VARSOVIE — Les législateurs polonais ont voté pour retirer l’immunité parlementaire à l’ancien ministre de la Justice Zbigniew Ziobro et ont donné leur feu vert à son arrestation vendredi soir, marquant une escalade de la lutte pour le pouvoir politique entre le gouvernement de coalition dirigé par le Premier ministre Donald Tusk et le parti d’opposition Droit et Justice (PiS).
Tusk a fait de la responsabilisation du PiS pour corruption présumée l’une de ses principales promesses lors de la campagne précédant les élections générales de 2023, que sa coalition a remportées, mettant ainsi fin à huit ans de règne du PiS.

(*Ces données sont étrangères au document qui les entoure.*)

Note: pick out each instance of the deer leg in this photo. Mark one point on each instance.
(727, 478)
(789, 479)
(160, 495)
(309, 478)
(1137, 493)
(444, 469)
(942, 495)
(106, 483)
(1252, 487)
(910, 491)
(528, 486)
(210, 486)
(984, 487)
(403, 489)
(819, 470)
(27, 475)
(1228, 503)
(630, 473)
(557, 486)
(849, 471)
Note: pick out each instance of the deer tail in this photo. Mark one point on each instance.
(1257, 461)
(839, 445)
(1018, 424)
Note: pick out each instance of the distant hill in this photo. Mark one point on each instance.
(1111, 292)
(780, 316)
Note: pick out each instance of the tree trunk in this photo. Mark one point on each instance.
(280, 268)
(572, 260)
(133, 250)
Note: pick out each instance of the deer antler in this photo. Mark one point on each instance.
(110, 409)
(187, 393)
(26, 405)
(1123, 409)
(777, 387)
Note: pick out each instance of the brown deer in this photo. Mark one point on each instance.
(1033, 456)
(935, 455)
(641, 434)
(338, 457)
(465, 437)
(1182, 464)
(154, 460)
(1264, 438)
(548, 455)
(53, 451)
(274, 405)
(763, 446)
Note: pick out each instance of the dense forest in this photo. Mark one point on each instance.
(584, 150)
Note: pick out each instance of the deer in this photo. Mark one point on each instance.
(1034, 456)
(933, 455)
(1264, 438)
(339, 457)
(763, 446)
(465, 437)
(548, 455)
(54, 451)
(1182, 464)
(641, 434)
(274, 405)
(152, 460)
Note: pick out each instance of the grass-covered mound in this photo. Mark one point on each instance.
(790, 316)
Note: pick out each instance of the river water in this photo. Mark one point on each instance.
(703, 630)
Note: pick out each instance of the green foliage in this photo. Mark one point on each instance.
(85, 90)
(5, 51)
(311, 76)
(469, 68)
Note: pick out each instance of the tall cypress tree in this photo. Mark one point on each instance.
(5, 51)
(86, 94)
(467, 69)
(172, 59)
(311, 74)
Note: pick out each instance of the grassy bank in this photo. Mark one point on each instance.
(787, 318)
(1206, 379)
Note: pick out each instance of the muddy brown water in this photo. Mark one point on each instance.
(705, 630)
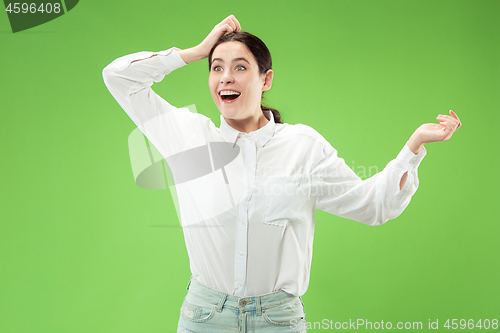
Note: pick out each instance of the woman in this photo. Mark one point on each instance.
(248, 190)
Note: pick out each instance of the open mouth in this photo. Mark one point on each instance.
(229, 95)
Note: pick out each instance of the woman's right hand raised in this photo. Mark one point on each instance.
(201, 51)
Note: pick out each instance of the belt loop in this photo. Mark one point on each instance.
(221, 302)
(257, 304)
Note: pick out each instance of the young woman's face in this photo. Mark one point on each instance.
(235, 82)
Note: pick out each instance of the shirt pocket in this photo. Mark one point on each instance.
(287, 199)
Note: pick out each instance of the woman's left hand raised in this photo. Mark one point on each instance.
(434, 132)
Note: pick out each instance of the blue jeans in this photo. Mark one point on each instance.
(206, 310)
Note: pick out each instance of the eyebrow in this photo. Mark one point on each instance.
(234, 60)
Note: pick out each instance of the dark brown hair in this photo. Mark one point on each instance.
(259, 51)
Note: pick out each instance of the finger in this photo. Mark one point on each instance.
(238, 25)
(454, 115)
(450, 122)
(231, 25)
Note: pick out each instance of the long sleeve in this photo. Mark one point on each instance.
(372, 201)
(170, 129)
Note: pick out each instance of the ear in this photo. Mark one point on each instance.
(268, 80)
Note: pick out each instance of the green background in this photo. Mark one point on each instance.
(84, 249)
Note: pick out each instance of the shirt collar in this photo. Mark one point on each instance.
(262, 135)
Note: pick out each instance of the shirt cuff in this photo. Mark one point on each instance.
(171, 59)
(408, 159)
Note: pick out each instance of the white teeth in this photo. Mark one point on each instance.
(229, 92)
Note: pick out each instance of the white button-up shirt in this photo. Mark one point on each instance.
(247, 200)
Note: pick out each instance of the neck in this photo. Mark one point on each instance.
(249, 124)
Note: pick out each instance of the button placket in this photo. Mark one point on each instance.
(242, 227)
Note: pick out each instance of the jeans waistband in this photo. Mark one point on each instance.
(249, 303)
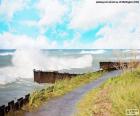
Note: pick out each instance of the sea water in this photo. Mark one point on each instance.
(16, 66)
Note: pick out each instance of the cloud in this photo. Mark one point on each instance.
(124, 32)
(9, 7)
(87, 13)
(10, 41)
(51, 12)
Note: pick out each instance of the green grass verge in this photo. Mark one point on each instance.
(61, 87)
(113, 97)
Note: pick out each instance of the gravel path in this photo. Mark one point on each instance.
(65, 105)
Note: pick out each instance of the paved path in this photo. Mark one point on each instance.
(65, 105)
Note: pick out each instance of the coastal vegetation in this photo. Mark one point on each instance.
(60, 87)
(113, 98)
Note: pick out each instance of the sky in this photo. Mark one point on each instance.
(68, 24)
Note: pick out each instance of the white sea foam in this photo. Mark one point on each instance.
(93, 51)
(24, 61)
(6, 54)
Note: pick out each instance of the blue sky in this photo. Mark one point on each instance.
(68, 24)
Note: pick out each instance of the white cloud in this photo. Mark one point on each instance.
(9, 7)
(8, 40)
(88, 13)
(51, 11)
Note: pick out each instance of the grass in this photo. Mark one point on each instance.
(60, 87)
(113, 97)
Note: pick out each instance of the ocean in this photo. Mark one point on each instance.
(16, 66)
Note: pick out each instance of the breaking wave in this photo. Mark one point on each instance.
(6, 54)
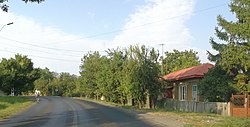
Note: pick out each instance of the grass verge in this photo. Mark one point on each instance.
(10, 105)
(189, 119)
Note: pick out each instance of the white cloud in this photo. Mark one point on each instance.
(43, 44)
(158, 21)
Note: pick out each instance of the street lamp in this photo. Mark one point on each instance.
(6, 25)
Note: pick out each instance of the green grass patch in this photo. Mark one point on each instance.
(10, 105)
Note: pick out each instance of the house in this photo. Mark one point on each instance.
(183, 83)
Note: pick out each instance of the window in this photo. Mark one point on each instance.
(183, 92)
(194, 93)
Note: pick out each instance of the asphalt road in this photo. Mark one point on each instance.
(68, 112)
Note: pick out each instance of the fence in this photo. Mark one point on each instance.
(222, 108)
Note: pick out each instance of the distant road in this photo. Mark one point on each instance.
(68, 112)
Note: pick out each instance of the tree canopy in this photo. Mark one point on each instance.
(234, 53)
(17, 73)
(178, 60)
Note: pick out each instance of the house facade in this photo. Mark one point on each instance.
(183, 84)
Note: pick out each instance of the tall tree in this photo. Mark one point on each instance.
(178, 60)
(18, 73)
(44, 81)
(89, 68)
(234, 54)
(144, 74)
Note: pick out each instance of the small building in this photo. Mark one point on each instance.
(183, 83)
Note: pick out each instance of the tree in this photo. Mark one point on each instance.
(89, 68)
(18, 73)
(178, 60)
(234, 54)
(67, 84)
(44, 81)
(216, 86)
(144, 74)
(5, 7)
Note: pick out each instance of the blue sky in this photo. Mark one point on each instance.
(56, 34)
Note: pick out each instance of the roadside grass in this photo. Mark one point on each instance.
(190, 119)
(10, 105)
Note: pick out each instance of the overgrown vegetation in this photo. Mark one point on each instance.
(10, 105)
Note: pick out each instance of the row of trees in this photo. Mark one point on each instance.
(134, 72)
(18, 75)
(130, 73)
(127, 74)
(232, 69)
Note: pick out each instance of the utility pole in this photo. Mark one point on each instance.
(162, 51)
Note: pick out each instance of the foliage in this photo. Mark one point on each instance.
(10, 105)
(5, 7)
(178, 60)
(234, 55)
(131, 73)
(44, 81)
(17, 73)
(216, 85)
(89, 69)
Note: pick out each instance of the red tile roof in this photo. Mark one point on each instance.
(187, 73)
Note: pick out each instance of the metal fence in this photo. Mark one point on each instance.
(222, 108)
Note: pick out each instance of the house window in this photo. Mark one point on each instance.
(194, 93)
(183, 92)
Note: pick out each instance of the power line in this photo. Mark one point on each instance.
(150, 23)
(40, 46)
(50, 58)
(42, 51)
(106, 33)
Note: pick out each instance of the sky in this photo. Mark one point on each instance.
(57, 33)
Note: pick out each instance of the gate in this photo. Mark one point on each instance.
(240, 106)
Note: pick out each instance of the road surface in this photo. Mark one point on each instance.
(68, 112)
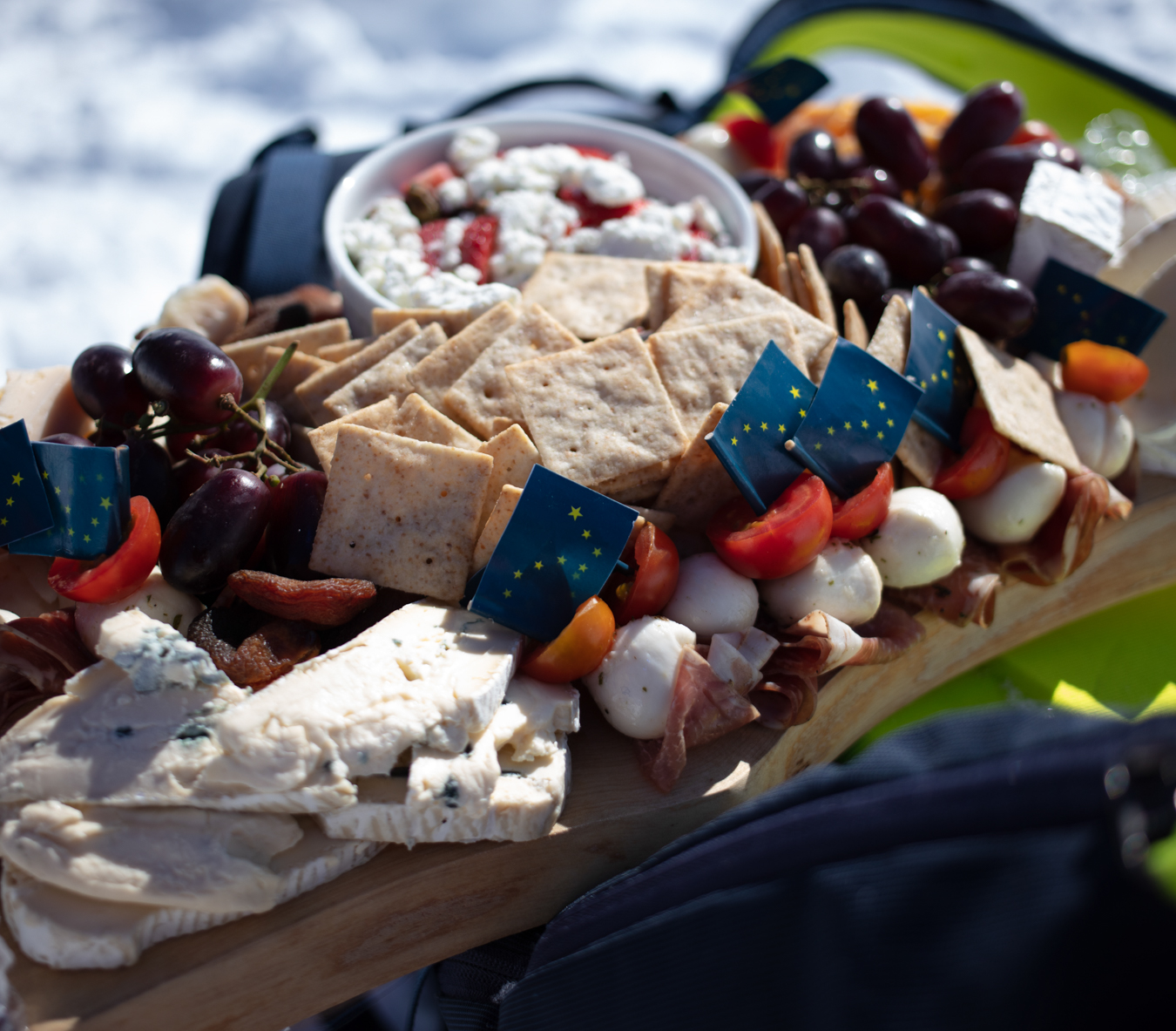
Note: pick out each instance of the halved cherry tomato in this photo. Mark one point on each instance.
(866, 511)
(580, 648)
(1108, 373)
(786, 538)
(651, 590)
(983, 462)
(119, 576)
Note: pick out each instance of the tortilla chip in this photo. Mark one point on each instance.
(1020, 402)
(772, 248)
(705, 365)
(402, 513)
(593, 295)
(699, 485)
(452, 320)
(514, 457)
(483, 392)
(320, 386)
(598, 410)
(389, 376)
(374, 417)
(496, 524)
(439, 371)
(891, 338)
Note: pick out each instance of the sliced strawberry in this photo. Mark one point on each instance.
(477, 244)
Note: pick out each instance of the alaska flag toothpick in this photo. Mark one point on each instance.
(558, 548)
(24, 506)
(749, 439)
(90, 497)
(1075, 306)
(856, 419)
(937, 363)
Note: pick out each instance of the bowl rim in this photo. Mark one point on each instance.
(340, 261)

Ziobro – qui a été ministre de la Justice dans deux administrations du PiS – est un personnage clé dans une enquête visant à découvrir pourquoi et comment le gouvernement du PiS aurait acheté le logiciel espion Pegasus pour espionner ses opposants politiques.

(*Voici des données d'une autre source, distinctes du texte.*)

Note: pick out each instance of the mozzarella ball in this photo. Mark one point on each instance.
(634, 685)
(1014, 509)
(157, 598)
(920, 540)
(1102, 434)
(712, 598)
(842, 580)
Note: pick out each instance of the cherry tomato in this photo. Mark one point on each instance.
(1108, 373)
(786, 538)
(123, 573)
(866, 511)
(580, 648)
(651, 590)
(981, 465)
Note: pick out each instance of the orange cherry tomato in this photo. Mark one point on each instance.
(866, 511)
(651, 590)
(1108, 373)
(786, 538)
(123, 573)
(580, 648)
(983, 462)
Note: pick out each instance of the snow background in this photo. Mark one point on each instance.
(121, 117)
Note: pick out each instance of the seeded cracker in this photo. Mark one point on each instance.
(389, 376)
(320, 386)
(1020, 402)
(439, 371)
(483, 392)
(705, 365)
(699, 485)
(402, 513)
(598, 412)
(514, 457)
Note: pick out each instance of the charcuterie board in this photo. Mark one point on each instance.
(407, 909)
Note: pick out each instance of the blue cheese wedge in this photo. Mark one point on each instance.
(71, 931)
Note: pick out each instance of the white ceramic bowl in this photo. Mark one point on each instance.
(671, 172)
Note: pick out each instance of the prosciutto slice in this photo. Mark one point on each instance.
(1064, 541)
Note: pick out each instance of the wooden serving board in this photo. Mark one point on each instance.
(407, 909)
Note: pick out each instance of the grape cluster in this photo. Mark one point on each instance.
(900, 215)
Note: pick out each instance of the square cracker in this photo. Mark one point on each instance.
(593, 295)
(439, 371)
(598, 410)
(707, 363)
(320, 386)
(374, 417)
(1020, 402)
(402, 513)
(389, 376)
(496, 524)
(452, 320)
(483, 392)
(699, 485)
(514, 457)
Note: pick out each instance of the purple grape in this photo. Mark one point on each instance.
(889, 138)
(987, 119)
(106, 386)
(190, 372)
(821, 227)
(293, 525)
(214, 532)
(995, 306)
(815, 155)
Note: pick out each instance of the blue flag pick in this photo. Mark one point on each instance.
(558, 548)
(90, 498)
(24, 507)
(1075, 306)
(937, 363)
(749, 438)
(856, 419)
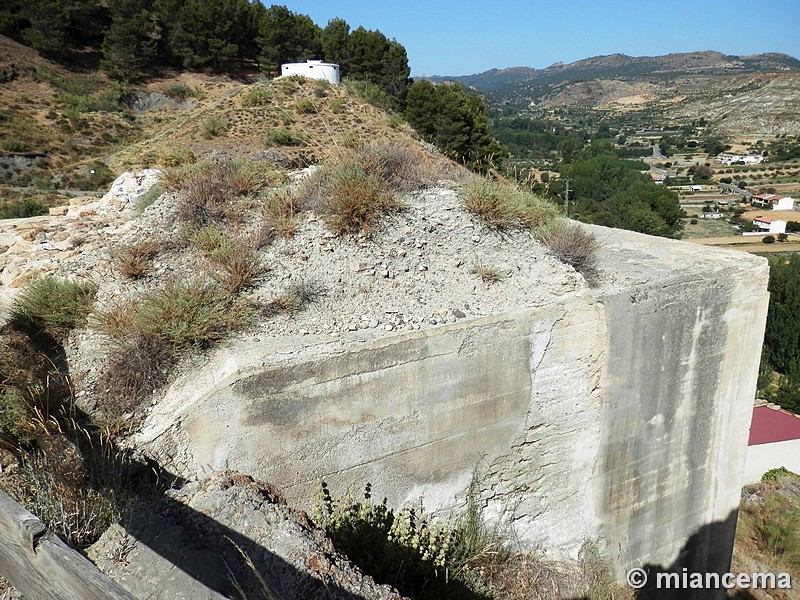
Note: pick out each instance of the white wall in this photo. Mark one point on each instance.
(763, 457)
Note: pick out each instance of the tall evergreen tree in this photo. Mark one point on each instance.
(129, 43)
(47, 27)
(205, 31)
(365, 54)
(287, 37)
(335, 43)
(456, 121)
(395, 76)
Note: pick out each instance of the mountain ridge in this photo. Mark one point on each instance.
(705, 61)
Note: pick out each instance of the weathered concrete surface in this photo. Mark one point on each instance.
(619, 413)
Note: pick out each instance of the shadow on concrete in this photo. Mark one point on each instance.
(709, 550)
(224, 562)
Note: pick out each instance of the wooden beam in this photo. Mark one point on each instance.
(41, 566)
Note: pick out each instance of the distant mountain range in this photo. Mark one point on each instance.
(621, 65)
(755, 95)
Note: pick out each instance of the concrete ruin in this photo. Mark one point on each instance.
(618, 413)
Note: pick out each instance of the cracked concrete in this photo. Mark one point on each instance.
(618, 413)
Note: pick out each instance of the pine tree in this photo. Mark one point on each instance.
(287, 37)
(129, 43)
(47, 30)
(335, 43)
(395, 74)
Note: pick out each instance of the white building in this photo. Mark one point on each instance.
(776, 201)
(774, 442)
(313, 69)
(770, 225)
(747, 159)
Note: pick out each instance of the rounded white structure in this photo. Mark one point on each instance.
(313, 69)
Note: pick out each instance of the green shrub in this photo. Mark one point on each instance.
(490, 201)
(401, 548)
(13, 145)
(336, 105)
(306, 106)
(397, 121)
(213, 126)
(52, 306)
(179, 91)
(258, 97)
(77, 103)
(369, 92)
(283, 137)
(22, 208)
(149, 197)
(177, 157)
(779, 473)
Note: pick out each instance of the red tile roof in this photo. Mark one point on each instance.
(770, 425)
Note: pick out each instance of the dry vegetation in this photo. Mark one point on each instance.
(502, 205)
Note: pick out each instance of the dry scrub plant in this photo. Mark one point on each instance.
(52, 306)
(503, 206)
(237, 265)
(572, 245)
(279, 212)
(354, 188)
(487, 273)
(209, 191)
(152, 331)
(133, 261)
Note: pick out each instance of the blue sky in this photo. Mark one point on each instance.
(469, 36)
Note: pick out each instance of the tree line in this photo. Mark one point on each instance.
(136, 36)
(781, 352)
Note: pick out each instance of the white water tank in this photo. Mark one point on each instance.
(314, 69)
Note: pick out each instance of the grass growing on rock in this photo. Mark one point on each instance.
(352, 190)
(572, 245)
(237, 264)
(503, 206)
(133, 262)
(189, 314)
(52, 306)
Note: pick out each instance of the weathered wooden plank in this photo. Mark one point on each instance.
(41, 566)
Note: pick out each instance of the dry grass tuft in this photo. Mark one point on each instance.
(238, 265)
(279, 213)
(572, 245)
(52, 306)
(503, 206)
(294, 298)
(487, 273)
(133, 262)
(137, 366)
(353, 189)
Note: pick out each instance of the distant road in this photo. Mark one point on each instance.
(657, 152)
(733, 189)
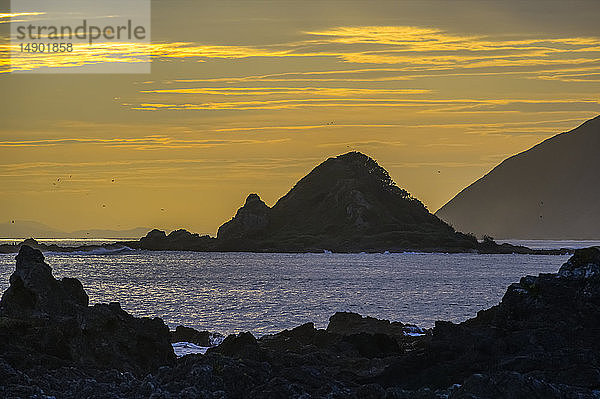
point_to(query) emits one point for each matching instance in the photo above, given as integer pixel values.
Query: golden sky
(249, 96)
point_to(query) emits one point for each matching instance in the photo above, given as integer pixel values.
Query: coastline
(520, 345)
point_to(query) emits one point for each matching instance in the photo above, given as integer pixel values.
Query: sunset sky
(249, 96)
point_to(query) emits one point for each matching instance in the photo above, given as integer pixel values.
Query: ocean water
(265, 293)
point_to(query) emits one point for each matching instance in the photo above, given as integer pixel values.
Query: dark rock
(44, 317)
(187, 334)
(347, 323)
(541, 341)
(584, 263)
(512, 385)
(177, 240)
(347, 203)
(249, 221)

L’achat de logiciels espions fait partie d’un scandale plus vaste, affirme le gouvernement Tusk, impliquant une utilisation abusive présumée du soi-disant Fonds de justice – un fonds spécial placé sous le contrôle du ministre de la Justice et créé pour aider les victimes de crimes.
Les procureurs accusent spécifiquement Ziobro d’avoir dirigé un « groupe du crime organisé » au sein du ministère de la Justice qui a détourné quelque 150 millions de zloty (35 millions d’euros) du Fonds de la Justice. D’autres accusations incluent le manque de surveillance et la mauvaise gestion des documents.
S’il est inculpé, Ziobro risque jusqu’à 25 ans de prison.
L’action parlementaire de vendredi consistait en fait en une série de 27 votes distincts – un vote sur chacune des 26 accusations portées contre Ziobro par les procureurs, plus un vote final sur la détention et l’arrestation. Le vote final a été de 244 voix contre Ziobro, 198 voix contre, sans abstention.
La décision finale d’arrêter Ziobro appartient au tribunal.
« Que la loi signifie toujours la loi, et la justice – la justice », a déclaré Tusk sur les réseaux sociaux après les votes, faisant référence au nom du parti d’opposition.
Ziobro, qui se trouve à Budapest depuis fin octobre, nie toutes les accusations. L’ancien ministre a accusé Tusk d’avoir agi pour éviter les accusations de corruption portées contre lui-même.
Tusk « sait que nous menions, sous ma supervision, des enquêtes sur des soupçons de corruption dans lesquels il aurait pu être impliqué », a déclaré Ziobro à la chaîne TV Republika après l’action du Parlement.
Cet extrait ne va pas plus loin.